I am doing an univeristy project to do initial sizing of an electrical vtol drone. Using the aircraft design book from Raymer, I have gotten the battery mass fraction for the cruise, loiter, and climb segment of the mission. However, I can't find a useful value for takeoff and landing battery mass fraction in the book or anywhere else. Is it that climb and takeoff can be count as the same flight segment and the battery mass fraction for landing segment is just a little bit higher than the climb segment?
I'm a bit late here but... have you seriously calculated the battery mass fraction?
The "weight fractions" method is a quick & dirty method to evaluate how much fuel is burned during each flight phase and get the relevant change in weight. For example Raymer suggests a value of 0.97 for the "warmup and takeoff" phases: that value simply means that, due to the burning of fuel, the weight of the aircraft has diminished of some 3% (i.e. the airplane weights now 97% of its MTOW). And so on for all other phases of the mission.

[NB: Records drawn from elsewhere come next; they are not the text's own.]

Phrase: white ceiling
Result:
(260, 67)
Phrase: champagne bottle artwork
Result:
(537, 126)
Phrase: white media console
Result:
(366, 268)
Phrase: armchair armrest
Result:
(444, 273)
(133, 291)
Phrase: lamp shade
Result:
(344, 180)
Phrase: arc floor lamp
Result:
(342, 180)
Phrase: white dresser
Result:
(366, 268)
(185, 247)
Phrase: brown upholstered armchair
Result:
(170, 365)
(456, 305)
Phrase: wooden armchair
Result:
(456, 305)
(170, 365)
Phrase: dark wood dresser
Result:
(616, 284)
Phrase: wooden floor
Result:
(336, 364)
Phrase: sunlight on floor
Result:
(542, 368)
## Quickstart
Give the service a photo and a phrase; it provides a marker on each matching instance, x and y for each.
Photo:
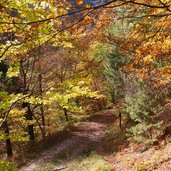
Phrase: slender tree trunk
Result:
(8, 140)
(120, 120)
(41, 107)
(66, 114)
(43, 121)
(113, 97)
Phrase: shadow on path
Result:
(87, 134)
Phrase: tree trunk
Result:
(120, 120)
(41, 107)
(29, 116)
(66, 114)
(43, 121)
(8, 140)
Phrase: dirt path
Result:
(87, 134)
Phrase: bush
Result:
(142, 108)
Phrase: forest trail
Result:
(87, 134)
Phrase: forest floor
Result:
(97, 144)
(79, 143)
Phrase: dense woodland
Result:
(63, 61)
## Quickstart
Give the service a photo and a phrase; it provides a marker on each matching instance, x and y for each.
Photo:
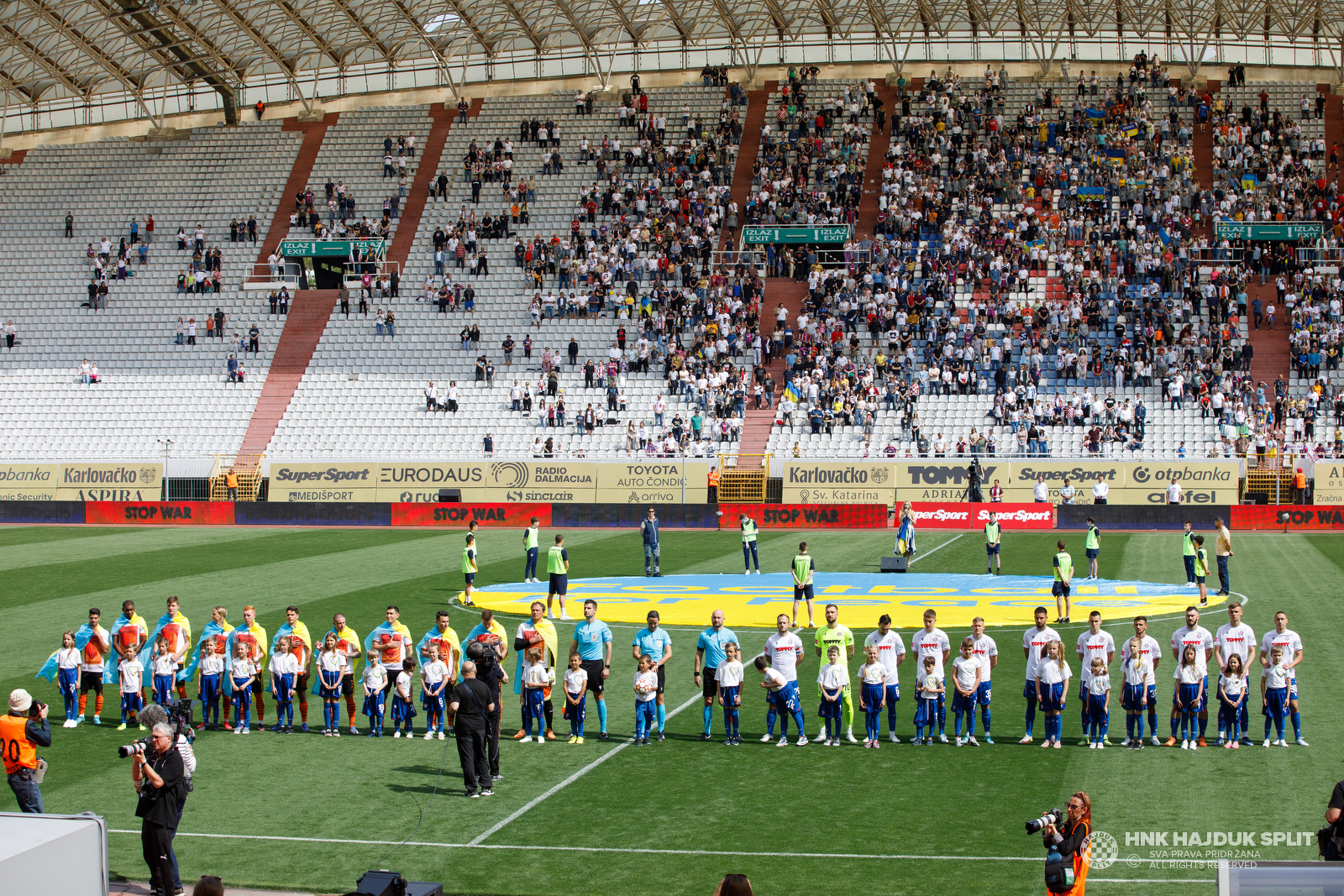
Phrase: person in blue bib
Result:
(593, 642)
(709, 654)
(656, 644)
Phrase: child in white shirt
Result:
(433, 681)
(832, 679)
(729, 674)
(131, 674)
(284, 674)
(873, 696)
(967, 671)
(927, 687)
(375, 688)
(645, 703)
(537, 685)
(575, 698)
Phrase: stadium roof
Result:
(78, 49)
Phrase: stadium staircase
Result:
(313, 134)
(430, 164)
(304, 327)
(878, 144)
(749, 148)
(756, 427)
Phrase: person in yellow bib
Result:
(530, 540)
(1187, 553)
(1063, 580)
(835, 636)
(994, 532)
(1093, 547)
(803, 571)
(470, 570)
(1200, 570)
(749, 553)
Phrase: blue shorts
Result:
(331, 685)
(1053, 696)
(1180, 694)
(1193, 698)
(786, 698)
(575, 712)
(1133, 696)
(67, 680)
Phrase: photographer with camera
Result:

So, what about a battery driven aircraft? Well, the weight of a battery does not change if the battery is full or depleted and therefore the relevant weight fraction is always 1! An electrical aircraft doesn't change weight due to electricity being consumed!

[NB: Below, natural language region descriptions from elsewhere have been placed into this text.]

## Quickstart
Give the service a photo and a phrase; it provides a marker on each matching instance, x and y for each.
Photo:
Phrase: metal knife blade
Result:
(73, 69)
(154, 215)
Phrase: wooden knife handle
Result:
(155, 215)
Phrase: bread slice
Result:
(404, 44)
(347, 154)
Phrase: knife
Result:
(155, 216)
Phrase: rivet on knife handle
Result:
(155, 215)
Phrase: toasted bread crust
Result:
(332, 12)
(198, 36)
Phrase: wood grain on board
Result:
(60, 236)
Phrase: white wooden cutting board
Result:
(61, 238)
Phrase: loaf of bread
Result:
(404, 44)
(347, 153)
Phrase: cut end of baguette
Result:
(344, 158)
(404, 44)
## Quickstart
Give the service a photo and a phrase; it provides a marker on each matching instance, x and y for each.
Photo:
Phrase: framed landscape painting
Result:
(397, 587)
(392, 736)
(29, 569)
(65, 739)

Hopefully your university project didn't contain this mistake at the end...
It would seem quite reasonable to assume that for a vtol drone (or any other vtol acft) takeoff can be considered to be insignificantly different from climb segment. Only difference would be the short time the drone would operate in ground effect, this phase would last for no more than 5 second.
The same would apply for descent/landing.
I'm not familiar with the concept of battery mass fraction, but the ground effect would work in favour of the drone, making it consume less battery capacity.